Many Amazon sellers have been puzzled by a recurring phenomenon: their shipments destined for East Coast fulfillment centers mysteriously end up stuck in the notoriously congested ONT8 warehouse on the West Coast. Following a recent update to Amazon's backend shipment tracking system, this long-standing industry practice known as "far-to-near delivery" has finally come to light.
Numerous sellers report discovering through the new tracking features that shipments intended for distant warehouses were being diverted by freight forwarders to severely backlogged facilities like ONT8, including oversized items that were clearly misrouted. What drives this practice, and how can sellers protect themselves from falling victim to such schemes?
The Profit Motive Behind "Far-to-Near" Delivery
While not a new tactic, "far-to-near" delivery previously flew under the radar due to information asymmetry. The scheme capitalizes on significant transportation cost differences between Amazon's fulfillment centers. In ocean freight trucking models, forwarders who should ship goods to higher-cost distant warehouses instead divert them to low-cost nearby facilities like ONT8.
Industry insiders reveal stark cost disparities: shipping a pallet to West Coast warehouses via Matson trucking costs approximately $32, while East Coast deliveries run about $190 - a 6-8 fold difference. By rerouting shipments, forwarders pocket an extra 5-7 yuan per kilogram in profit.

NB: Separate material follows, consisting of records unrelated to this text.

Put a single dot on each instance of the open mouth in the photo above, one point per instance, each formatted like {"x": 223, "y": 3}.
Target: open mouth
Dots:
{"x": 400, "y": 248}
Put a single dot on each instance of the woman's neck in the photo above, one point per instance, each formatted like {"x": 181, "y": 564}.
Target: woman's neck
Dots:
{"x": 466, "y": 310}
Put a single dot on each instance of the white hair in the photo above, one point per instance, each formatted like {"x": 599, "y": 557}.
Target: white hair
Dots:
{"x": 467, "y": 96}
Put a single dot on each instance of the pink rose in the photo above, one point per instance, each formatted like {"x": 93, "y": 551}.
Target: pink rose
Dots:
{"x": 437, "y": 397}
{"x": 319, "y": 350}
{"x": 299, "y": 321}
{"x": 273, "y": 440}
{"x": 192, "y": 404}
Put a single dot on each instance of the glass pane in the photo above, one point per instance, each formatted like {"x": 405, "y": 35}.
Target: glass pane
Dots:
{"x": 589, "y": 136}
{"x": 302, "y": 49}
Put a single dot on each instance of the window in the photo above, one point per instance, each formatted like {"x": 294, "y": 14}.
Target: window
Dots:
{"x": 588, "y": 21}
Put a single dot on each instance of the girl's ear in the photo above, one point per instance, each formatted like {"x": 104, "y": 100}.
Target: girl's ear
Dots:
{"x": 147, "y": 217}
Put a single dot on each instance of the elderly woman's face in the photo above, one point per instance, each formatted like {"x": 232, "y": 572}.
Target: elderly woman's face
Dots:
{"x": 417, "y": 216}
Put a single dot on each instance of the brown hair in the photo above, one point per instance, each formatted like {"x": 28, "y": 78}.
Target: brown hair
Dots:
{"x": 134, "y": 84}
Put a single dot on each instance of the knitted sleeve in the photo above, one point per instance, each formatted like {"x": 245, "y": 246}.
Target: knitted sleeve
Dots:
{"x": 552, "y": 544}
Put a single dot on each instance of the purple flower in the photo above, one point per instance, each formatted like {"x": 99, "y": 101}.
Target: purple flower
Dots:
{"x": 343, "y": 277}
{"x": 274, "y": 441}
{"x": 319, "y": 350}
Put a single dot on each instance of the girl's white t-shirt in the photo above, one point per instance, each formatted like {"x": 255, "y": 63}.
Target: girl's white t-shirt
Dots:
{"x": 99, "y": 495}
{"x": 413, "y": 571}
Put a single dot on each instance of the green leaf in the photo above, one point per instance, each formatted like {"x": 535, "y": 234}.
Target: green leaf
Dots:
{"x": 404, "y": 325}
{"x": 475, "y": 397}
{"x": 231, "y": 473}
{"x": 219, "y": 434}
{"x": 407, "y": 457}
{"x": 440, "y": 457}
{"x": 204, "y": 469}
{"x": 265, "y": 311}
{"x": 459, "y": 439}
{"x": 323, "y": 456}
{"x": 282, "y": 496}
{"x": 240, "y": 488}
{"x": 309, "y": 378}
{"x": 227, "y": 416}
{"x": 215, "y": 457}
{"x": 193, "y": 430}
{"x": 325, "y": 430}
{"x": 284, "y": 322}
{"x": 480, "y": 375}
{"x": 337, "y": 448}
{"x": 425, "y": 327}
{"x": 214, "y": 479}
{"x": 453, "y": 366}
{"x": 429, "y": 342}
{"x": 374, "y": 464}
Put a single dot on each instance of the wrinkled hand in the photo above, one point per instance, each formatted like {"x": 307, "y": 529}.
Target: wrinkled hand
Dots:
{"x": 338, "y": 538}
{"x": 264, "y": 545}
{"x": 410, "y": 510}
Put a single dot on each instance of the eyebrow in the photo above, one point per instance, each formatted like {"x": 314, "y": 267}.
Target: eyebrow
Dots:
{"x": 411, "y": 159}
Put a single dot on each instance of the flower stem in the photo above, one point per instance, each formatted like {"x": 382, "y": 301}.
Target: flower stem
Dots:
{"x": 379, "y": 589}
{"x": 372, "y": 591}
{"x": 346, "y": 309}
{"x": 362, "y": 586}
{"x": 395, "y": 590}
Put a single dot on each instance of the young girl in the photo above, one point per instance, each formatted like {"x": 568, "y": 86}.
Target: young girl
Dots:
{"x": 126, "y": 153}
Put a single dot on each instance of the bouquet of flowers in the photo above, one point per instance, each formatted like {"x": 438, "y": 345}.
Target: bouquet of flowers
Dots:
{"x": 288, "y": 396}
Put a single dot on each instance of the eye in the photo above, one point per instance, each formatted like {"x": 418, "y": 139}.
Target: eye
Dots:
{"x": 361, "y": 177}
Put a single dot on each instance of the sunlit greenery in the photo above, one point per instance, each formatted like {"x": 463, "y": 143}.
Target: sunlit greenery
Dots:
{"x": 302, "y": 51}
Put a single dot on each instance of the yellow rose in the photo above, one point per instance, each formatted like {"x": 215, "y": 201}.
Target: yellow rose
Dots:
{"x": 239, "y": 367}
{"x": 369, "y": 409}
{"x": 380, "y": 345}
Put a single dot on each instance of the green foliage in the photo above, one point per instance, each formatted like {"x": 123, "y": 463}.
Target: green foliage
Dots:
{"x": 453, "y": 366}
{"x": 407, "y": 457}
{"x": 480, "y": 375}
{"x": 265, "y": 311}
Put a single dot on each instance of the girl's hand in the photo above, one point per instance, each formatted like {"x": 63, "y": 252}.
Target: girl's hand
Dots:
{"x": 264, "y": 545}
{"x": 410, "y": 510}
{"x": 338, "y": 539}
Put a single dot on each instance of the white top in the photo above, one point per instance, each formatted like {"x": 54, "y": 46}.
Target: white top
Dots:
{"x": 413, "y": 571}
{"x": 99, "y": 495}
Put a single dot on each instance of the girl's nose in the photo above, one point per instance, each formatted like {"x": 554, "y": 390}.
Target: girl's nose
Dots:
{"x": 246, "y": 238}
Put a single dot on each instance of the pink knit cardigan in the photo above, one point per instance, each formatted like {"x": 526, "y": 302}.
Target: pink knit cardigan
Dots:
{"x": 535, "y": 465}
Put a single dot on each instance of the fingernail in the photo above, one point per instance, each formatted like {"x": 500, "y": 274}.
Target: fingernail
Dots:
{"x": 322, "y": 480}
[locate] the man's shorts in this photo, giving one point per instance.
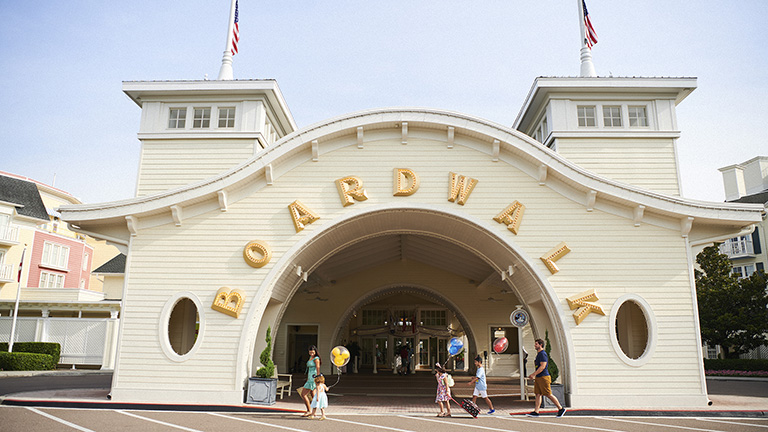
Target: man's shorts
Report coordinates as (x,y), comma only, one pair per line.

Beyond pure profit motives, some forwarders employ this tactic to meet aggressive delivery guarantees like "13-day expedited" or "premium delivery" promises, avoiding penalty fees for late arrivals by redirecting shipments to closer locations.
Hidden Risks of Illicit Rerouting
While some sellers initially view "far-to-near" delivery as potentially speeding up warehouse processing, the practice carries multiple risks:
- Extended shelving delays: Overcrowded warehouses like ONT8 often deprioritize non-designated shipments, leading to indefinite processing delays.
- Performance penalties: Amazon's increasingly strict warehouse management policies may flag unauthorized destination changes, potentially resulting in warnings or fines.
- Future rejection risks: Current system vulnerabilities allow some rerouted shipments to slip through, but Amazon may implement stricter measures to block non-compliant deliveries.
How Sellers Can Detect and Prevent Fraudulent Practices
Amazon's updated backend interface enables sellers to identify questionable forwarding practices through several methods:
- Verify shipment registration addresses: Cross-check the destination warehouse in your seller account against the intended location and immediately question discrepancies with your forwarder.
- Monitor logistics tracking: Pay close attention to trucking route details, particularly for suspicious deviations from expected paths.
- Compare market rates: Excessively low quotes often signal compromised service quality or hidden schemes like unauthorized rerouting.
Selecting Reliable Forwarding Partners
Choosing trustworthy logistics providers remains critical. Sellers should evaluate forwarders based on:
- Credentials and reputation: Verify business licenses and review seller feedback before engagement.
- Specialization: Assess the provider's familiarity with Amazon's FBA policies and regional shipping cost structures.
- Service quality: Prioritize responsive communication and effective problem resolution capabilities.
- Risk management: Partner with forwarders demonstrating robust contingency planning for shipment protection.
Above all, sellers should remain wary of unusually low pricing that may indicate compromised service standards or fraudulent practices. Only through working with properly vetted, reasonably priced logistics partners can sellers ensure stable supply chain operations in Amazon's competitive marketplace.